The absence of an institutionalised body is why Falun Dafa practitioners shy away from the label religion and why they deny it is a political body. "Falun Dafa is a belief, because there is no organisation, no leader and no doctrines - it all works on a personal level, between the person and what is said in the book,'' says Chow.
She is eager to point out the freedom within the group and says the idea of being a member is one of the biggest misconceptions surrounding Falun Dafa, and why practitioners dislike being branded a cult or sect, especially when prefixed by "[Chinese government's slanderous word]''. There are no membership cards or fees and no reprimands if you miss a meeting or quit altogether. "Practitioners come and go,'' says Chow. But there is no denying the group's ability to rally the practitioners quickly and quietly, a factor that makes Beijing very nervous. The Internet is a crucial tool in organising large-scale practices with phone numbers for contact persons on websites worldwide. Listening to
Chow, however, gathering the masses is a much more haphazard affair. "We argue a lot because there is no leader or constitution. We resort to long discussions until we all agree.'' These discussions usually take place during the break in the two-hour reading session. When the door bell rings during the first hour, no one pauses for breath, except for Jo Zhou Cu-xia, who gets up to answer it. The 25-year-old building student has been a practitioner for three years and says she feels happier because of it.

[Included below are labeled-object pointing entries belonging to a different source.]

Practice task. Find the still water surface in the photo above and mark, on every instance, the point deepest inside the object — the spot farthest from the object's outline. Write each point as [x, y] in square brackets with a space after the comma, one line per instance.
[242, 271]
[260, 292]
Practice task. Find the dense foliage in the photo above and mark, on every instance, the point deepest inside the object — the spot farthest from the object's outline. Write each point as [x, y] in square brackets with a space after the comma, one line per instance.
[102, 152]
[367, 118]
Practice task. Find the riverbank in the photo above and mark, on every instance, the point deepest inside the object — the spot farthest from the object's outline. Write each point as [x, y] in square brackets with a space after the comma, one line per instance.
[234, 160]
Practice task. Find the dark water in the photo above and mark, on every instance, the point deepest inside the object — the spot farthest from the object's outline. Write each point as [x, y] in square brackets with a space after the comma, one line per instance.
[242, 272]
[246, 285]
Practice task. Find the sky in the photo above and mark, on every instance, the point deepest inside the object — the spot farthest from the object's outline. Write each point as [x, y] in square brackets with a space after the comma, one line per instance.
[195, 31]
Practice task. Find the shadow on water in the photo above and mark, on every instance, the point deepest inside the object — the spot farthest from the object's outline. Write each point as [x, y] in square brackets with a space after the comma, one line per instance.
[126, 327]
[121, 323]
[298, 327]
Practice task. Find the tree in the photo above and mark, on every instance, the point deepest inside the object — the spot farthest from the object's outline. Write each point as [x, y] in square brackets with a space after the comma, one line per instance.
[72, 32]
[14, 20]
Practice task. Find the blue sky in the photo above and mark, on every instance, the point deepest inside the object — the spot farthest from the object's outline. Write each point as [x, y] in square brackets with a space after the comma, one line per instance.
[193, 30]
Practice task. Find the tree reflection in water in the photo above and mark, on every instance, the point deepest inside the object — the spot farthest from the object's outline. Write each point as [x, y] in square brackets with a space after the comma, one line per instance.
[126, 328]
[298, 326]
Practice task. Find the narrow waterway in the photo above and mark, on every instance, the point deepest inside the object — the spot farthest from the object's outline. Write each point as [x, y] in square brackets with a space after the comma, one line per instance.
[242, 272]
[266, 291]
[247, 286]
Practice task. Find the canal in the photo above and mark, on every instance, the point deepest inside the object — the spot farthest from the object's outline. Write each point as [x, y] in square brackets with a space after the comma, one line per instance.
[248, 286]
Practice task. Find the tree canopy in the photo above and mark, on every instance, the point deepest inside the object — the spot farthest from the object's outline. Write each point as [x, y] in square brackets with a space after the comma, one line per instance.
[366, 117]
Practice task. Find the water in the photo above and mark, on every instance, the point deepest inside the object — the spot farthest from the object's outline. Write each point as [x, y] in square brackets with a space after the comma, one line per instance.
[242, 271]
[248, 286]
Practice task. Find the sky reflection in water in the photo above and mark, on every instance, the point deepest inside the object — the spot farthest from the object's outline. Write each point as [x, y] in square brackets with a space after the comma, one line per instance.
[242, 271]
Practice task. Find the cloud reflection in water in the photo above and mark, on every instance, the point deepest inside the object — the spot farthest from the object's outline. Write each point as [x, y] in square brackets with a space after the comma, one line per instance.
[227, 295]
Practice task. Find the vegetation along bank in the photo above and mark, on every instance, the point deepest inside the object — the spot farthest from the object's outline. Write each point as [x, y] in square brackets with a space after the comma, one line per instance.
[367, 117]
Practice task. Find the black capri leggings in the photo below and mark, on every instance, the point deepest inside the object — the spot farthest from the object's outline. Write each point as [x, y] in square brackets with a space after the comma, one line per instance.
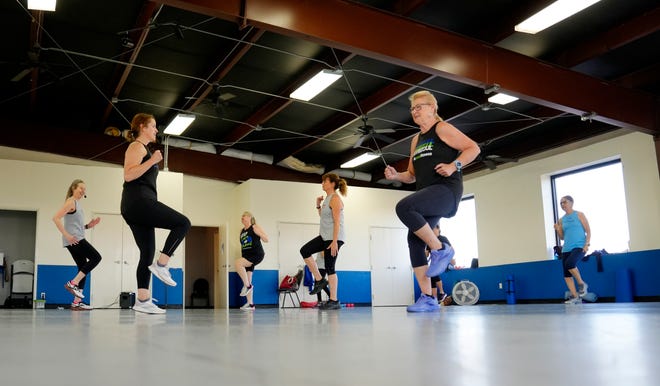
[569, 260]
[143, 217]
[86, 258]
[316, 245]
[425, 206]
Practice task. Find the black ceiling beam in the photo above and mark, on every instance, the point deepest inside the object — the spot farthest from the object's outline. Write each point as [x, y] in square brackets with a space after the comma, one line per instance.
[377, 34]
[138, 34]
[375, 100]
[626, 33]
[228, 63]
[275, 105]
[104, 148]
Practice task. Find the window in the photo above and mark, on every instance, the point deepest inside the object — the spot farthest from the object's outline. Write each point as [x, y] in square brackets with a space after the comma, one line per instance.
[598, 192]
[461, 230]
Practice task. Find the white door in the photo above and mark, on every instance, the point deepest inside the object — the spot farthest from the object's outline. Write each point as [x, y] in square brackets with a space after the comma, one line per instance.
[113, 239]
[391, 273]
[292, 236]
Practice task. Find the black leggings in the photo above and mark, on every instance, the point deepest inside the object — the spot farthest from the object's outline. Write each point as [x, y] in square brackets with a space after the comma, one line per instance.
[569, 260]
[86, 258]
[317, 244]
[425, 206]
[143, 217]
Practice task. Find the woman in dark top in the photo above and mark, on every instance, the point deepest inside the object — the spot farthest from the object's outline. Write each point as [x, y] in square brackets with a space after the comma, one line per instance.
[144, 213]
[437, 154]
[252, 253]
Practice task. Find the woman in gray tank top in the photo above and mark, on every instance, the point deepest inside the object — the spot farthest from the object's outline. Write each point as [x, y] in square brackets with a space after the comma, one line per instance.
[73, 239]
[330, 239]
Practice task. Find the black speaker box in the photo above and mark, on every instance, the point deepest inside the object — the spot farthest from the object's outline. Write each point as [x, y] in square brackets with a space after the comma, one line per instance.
[126, 299]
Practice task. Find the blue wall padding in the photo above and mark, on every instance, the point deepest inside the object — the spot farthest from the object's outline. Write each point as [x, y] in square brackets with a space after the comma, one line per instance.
[538, 280]
[543, 280]
[166, 295]
[51, 278]
[624, 292]
[354, 287]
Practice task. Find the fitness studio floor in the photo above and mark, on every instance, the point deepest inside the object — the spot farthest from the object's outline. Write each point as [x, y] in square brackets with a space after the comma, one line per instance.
[528, 344]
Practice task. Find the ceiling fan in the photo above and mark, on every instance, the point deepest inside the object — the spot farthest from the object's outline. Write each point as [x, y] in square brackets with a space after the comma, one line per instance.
[367, 132]
[33, 63]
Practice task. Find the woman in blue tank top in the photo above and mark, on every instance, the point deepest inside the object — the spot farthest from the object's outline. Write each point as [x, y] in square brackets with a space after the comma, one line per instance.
[574, 229]
[437, 154]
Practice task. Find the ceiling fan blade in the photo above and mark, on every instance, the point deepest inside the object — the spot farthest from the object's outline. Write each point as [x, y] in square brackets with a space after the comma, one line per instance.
[383, 138]
[504, 159]
[490, 164]
[18, 77]
[361, 141]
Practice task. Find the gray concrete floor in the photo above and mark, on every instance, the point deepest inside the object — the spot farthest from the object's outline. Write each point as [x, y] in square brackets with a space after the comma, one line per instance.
[534, 344]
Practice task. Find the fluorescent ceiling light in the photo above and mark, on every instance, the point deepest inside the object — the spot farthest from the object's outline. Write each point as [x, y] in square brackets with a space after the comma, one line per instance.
[552, 14]
[502, 99]
[318, 83]
[179, 124]
[42, 5]
[364, 158]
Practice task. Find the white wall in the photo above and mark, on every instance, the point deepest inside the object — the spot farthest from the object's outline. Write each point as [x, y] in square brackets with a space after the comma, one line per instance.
[41, 187]
[512, 220]
[514, 224]
[272, 202]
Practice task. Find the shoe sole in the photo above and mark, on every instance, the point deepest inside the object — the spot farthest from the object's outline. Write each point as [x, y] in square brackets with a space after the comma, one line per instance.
[315, 291]
[149, 312]
[247, 292]
[166, 281]
[72, 292]
[426, 310]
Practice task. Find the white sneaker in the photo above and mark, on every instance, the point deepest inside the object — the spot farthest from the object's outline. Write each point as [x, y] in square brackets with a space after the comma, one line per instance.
[572, 300]
[73, 289]
[163, 273]
[246, 290]
[147, 307]
[80, 306]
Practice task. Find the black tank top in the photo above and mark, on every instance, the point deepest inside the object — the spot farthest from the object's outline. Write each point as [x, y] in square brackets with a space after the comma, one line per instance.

Her motivation came from a sense of wanting to feel different inside. "The book teaches you how to be a good person,'' says Zhou. "Before I didn't know how to treat other people. I knew I should be good but it was difficult when society is so selfish. Falun Dafa gave me the courage. Now I feel I can face problems from the inside.'' She doesn't sound like she was a bad person before and struggles to illustrate her previous life. "If a sales assistant gave me back too much change, I would have kept it and thought that's not my problem. Now I know I should be honest.''
The biggest change, however, has been the life direction she gets from Falun Dafa. "I want to be responsible for society and myself. I just want to be a good person.''
The desire to be a good person echoes from the mouths of Zhou's fellow practitioners. Tsang Yat-ling, a 44-year-old clerk in a property office who stumbled across Falun Dafa six years ago when looking for something to improve his daughter's health, claims he now knows how to be a good person from reading the book. Asked if he will always remain true to Falun Dafa, Tsang says: "Yes, it tells you how to be a good person, so why give it up?''
Almost word for word Wu Ah-ling has the same answer. "A good person should do everything for the good of other people, before doing good for yourself,'' adds the 44-year-old sales assistant, who works in an electronics shop. "Falun Dafa is the most important part of my life.''
The devotion, explains Chow, is because it works. "People get results,'' she says. "Look at me.'' But does she ever contemplate turning her back on Falun Dafa, just like she did with Christianity? "No,'' she replies ... very firmly.